Clive Sinclair
POSTED: September 17, 2021
Clive Sinclair died yesterday at the age of 81 and all over the internet people remembered the Zx Spectrum. The Guardian had two articles and an obituary.
I remembered it too. Not only the first computer that I owned, it also started me on the path to coding. Although my forays into Basic amounted to very little at the time they laid the foundations for my deep dive into HyperTalk and Lingo ten years later.
For a short period the ZX Spectrum, and its rivals the Commodore 64 and the BBC Micro, created an ecosystem of bedroom hobbyists-turned entrepreneurs, cassette-based games, and monthly magazines that advertised and reviewed them.
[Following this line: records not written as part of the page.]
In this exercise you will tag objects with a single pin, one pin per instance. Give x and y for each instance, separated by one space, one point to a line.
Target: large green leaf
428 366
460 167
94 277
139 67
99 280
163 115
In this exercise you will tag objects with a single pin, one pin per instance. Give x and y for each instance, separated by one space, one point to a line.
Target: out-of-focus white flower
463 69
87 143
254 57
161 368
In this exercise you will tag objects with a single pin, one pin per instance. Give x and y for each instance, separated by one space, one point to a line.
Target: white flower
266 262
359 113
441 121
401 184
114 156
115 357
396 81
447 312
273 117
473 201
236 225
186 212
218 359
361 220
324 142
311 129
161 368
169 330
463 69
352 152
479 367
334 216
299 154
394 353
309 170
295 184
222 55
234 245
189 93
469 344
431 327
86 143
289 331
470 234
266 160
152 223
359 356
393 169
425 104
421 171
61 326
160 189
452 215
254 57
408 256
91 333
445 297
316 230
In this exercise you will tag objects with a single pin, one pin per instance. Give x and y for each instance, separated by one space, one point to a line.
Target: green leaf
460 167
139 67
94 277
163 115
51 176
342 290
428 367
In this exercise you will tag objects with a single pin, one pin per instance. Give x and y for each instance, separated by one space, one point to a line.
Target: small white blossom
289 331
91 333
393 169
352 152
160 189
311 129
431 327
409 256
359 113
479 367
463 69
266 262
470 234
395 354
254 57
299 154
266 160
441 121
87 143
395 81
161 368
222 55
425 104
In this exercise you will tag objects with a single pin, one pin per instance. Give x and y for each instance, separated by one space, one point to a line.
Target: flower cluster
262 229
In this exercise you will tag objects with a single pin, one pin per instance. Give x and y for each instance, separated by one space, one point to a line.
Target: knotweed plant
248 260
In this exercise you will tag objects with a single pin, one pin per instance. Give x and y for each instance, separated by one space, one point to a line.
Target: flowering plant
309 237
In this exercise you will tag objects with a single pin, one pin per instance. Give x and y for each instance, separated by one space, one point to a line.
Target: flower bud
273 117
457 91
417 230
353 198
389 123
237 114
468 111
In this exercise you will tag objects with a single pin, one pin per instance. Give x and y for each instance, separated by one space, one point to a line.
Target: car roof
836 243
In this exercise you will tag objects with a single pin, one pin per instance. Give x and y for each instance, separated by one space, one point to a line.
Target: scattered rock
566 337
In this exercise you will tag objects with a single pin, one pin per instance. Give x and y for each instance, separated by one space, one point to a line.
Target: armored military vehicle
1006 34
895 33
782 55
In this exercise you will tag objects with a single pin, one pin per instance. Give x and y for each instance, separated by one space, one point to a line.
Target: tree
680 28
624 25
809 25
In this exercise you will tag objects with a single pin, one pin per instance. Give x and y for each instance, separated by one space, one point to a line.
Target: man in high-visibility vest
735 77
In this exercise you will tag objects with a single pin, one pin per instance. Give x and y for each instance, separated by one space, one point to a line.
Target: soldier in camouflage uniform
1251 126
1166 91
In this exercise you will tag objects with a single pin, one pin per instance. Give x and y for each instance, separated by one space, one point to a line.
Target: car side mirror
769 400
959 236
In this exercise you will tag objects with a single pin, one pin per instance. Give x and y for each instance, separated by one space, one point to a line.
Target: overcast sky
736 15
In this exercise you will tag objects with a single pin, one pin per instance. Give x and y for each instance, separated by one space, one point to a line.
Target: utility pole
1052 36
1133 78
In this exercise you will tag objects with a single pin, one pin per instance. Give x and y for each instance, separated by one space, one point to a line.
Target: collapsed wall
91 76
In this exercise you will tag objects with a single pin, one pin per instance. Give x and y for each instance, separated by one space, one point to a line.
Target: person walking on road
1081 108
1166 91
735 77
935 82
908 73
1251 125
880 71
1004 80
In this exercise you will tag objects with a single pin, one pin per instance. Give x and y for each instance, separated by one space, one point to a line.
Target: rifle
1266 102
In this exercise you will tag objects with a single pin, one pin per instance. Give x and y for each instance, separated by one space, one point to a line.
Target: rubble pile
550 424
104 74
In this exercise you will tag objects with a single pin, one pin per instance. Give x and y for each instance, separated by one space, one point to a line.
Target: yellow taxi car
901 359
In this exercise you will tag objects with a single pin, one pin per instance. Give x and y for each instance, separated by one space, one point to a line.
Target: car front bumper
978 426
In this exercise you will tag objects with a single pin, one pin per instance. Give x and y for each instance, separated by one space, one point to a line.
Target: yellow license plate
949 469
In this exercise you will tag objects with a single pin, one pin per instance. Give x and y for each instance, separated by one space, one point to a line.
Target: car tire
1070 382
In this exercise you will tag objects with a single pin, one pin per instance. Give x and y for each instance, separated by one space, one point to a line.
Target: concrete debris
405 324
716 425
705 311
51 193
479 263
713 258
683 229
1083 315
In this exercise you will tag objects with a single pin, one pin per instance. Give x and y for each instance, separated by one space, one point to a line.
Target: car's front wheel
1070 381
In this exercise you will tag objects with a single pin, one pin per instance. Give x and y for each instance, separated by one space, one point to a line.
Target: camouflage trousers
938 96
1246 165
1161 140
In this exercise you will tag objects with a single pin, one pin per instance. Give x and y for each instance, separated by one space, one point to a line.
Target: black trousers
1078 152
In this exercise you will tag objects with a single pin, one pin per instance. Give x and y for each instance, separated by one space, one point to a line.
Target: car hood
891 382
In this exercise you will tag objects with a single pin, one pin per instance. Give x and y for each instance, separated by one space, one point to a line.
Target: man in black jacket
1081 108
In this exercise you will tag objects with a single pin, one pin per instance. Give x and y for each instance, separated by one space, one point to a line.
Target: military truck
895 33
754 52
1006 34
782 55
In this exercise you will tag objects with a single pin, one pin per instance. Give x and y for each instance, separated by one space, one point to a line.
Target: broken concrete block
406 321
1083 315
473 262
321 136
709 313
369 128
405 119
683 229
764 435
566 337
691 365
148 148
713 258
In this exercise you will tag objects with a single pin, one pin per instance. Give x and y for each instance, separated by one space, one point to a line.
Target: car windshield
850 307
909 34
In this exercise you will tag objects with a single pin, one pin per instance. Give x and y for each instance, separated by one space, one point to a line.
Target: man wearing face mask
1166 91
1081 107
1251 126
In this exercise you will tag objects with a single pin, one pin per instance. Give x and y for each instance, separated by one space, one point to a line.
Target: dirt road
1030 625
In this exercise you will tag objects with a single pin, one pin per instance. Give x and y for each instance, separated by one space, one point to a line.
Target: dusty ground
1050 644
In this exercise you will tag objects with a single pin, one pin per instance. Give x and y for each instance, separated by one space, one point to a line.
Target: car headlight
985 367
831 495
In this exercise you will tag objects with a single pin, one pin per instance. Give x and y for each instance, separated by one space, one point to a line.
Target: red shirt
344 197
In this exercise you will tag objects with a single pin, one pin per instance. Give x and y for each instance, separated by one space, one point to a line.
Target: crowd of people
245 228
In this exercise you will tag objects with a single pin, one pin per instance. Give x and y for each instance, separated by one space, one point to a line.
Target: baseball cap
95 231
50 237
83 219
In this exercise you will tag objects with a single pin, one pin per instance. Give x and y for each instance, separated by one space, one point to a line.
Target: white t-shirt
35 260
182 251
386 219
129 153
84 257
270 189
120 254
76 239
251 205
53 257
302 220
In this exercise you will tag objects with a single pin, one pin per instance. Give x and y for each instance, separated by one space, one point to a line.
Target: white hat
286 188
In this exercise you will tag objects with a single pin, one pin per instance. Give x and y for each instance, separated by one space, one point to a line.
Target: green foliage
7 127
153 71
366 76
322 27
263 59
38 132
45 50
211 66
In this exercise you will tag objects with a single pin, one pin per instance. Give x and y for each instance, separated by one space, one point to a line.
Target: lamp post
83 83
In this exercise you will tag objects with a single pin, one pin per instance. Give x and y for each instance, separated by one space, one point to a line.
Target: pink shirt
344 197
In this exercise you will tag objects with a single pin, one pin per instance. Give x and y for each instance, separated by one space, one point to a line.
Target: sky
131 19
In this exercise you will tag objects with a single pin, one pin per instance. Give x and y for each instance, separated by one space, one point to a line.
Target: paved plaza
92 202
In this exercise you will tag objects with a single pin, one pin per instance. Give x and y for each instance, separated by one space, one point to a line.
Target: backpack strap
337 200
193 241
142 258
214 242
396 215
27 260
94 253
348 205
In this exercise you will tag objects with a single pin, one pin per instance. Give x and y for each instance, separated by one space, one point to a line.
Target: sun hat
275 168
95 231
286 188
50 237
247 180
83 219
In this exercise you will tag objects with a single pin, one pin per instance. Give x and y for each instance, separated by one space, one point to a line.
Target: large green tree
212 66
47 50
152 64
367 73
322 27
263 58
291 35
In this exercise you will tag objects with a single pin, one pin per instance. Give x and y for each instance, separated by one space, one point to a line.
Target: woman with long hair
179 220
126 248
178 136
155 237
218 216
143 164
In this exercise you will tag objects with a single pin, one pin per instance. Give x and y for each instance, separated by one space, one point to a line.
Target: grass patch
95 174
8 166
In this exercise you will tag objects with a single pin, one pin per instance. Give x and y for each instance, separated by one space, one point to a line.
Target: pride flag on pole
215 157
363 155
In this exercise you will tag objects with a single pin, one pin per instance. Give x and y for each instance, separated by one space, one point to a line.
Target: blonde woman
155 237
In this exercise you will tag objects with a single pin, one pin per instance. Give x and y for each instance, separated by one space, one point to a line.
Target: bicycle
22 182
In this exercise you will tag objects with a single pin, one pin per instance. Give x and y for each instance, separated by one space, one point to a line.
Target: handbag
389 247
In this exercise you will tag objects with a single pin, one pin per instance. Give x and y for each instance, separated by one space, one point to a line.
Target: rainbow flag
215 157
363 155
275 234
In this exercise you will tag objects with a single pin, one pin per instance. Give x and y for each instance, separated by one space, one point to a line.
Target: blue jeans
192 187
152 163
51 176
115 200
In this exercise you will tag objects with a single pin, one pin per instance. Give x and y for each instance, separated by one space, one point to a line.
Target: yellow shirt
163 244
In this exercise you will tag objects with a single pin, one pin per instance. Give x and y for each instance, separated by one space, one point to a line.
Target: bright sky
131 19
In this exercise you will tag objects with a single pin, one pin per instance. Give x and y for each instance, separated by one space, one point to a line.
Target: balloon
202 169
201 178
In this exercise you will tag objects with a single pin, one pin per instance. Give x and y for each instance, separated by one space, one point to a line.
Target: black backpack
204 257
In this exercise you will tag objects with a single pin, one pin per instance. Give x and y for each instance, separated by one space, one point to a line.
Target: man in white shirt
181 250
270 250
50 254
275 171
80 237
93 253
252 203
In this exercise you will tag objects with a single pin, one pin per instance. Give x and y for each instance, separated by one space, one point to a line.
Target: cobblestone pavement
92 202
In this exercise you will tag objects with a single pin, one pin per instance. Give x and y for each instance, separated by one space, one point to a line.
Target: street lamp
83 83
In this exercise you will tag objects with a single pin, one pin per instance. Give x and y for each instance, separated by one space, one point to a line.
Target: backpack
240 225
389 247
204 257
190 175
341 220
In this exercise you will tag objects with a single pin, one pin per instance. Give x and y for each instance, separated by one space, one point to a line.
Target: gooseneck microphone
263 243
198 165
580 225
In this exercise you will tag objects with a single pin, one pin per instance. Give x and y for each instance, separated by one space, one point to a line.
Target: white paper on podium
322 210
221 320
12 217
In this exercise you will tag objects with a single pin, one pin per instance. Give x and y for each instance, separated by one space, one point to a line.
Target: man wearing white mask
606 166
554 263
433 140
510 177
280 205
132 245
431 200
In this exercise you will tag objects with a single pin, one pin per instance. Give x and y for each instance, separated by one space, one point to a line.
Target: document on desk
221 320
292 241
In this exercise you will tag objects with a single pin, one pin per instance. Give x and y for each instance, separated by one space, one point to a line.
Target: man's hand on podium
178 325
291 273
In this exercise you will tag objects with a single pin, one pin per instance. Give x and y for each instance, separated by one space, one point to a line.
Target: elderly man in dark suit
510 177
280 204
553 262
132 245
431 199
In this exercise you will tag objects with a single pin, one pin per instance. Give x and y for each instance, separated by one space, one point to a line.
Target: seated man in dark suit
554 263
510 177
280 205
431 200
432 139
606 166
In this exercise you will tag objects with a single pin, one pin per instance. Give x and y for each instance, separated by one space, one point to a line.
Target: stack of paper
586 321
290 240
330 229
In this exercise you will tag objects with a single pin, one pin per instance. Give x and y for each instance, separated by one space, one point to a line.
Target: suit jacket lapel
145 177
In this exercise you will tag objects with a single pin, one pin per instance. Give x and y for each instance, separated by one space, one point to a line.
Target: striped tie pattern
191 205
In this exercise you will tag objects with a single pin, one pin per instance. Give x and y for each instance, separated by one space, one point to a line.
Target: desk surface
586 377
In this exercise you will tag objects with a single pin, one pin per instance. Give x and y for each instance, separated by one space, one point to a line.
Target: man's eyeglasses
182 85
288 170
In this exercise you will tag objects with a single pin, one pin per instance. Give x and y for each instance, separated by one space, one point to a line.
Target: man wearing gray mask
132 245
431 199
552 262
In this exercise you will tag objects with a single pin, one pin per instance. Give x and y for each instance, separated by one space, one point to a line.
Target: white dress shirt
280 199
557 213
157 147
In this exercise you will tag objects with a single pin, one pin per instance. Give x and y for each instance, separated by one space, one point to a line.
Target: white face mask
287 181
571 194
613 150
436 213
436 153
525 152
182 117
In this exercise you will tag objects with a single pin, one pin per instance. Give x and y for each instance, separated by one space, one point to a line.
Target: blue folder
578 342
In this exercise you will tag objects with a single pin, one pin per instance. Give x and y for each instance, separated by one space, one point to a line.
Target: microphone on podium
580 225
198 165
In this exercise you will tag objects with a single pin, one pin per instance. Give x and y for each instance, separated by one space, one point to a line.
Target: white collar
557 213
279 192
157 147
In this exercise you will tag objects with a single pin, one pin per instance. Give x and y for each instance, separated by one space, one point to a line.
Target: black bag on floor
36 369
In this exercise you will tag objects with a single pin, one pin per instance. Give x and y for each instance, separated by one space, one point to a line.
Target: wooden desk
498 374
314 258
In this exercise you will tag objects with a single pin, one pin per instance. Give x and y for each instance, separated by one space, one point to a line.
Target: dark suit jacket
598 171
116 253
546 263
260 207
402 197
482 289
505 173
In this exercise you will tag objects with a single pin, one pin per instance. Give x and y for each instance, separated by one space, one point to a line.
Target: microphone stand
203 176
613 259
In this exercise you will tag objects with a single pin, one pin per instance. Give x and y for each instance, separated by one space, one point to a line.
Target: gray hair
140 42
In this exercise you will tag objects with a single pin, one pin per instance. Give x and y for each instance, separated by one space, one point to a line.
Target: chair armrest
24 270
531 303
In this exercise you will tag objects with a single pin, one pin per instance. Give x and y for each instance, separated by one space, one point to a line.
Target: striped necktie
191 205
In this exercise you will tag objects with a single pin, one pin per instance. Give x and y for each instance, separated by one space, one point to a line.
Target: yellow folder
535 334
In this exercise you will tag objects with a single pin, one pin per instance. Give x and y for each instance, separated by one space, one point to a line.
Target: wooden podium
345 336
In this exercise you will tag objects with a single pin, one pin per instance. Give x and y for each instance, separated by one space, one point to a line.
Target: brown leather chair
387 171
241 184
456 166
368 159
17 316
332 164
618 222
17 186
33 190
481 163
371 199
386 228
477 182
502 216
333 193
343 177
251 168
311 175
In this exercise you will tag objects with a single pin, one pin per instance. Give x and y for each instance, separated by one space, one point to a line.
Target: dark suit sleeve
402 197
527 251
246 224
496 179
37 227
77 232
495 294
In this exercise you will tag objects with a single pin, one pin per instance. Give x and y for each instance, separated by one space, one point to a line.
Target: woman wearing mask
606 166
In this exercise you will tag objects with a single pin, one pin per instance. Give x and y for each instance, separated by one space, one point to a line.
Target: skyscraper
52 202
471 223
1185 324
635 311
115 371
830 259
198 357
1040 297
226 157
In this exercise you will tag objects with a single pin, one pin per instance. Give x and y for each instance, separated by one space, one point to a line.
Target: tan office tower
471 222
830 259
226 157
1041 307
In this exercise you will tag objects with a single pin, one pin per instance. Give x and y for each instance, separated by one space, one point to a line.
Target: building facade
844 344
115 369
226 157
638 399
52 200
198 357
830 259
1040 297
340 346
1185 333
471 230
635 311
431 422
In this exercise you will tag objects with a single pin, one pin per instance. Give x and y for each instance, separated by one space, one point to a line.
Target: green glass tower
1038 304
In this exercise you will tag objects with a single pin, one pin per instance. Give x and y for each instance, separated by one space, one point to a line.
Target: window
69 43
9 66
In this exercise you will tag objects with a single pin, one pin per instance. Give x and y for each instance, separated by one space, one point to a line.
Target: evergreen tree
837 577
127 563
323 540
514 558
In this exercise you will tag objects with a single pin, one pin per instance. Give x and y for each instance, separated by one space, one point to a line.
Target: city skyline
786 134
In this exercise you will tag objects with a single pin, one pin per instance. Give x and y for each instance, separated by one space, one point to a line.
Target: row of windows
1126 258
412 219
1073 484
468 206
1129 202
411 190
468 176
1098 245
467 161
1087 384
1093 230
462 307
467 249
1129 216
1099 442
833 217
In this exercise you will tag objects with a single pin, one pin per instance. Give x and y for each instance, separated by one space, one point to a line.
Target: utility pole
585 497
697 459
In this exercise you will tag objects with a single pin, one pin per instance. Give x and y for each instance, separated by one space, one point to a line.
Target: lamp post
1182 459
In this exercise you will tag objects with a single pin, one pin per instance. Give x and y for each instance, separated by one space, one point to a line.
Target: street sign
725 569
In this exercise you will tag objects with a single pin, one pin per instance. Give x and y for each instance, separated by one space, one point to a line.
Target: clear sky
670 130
The coders formed the primary audience for each other’s work and offered living examples of what Alvin Toffler referred to as prosumers.
This opened up a range of possibilities that slowly closed again as one-person companies merged until eventually more powerful computers and the emergence of giant companies like Electronic Arts turned the computer games ecology into a “proper” market in which highly paid teams of coders made proprietary games for audiences entirely different from themselves.
Sinclair’s much-mocked later invention of the C5 electric car also proved prescient. The electric not-a-car personal transport would turn up again and flood the streets of most European cities in the second decade of the twenty first century.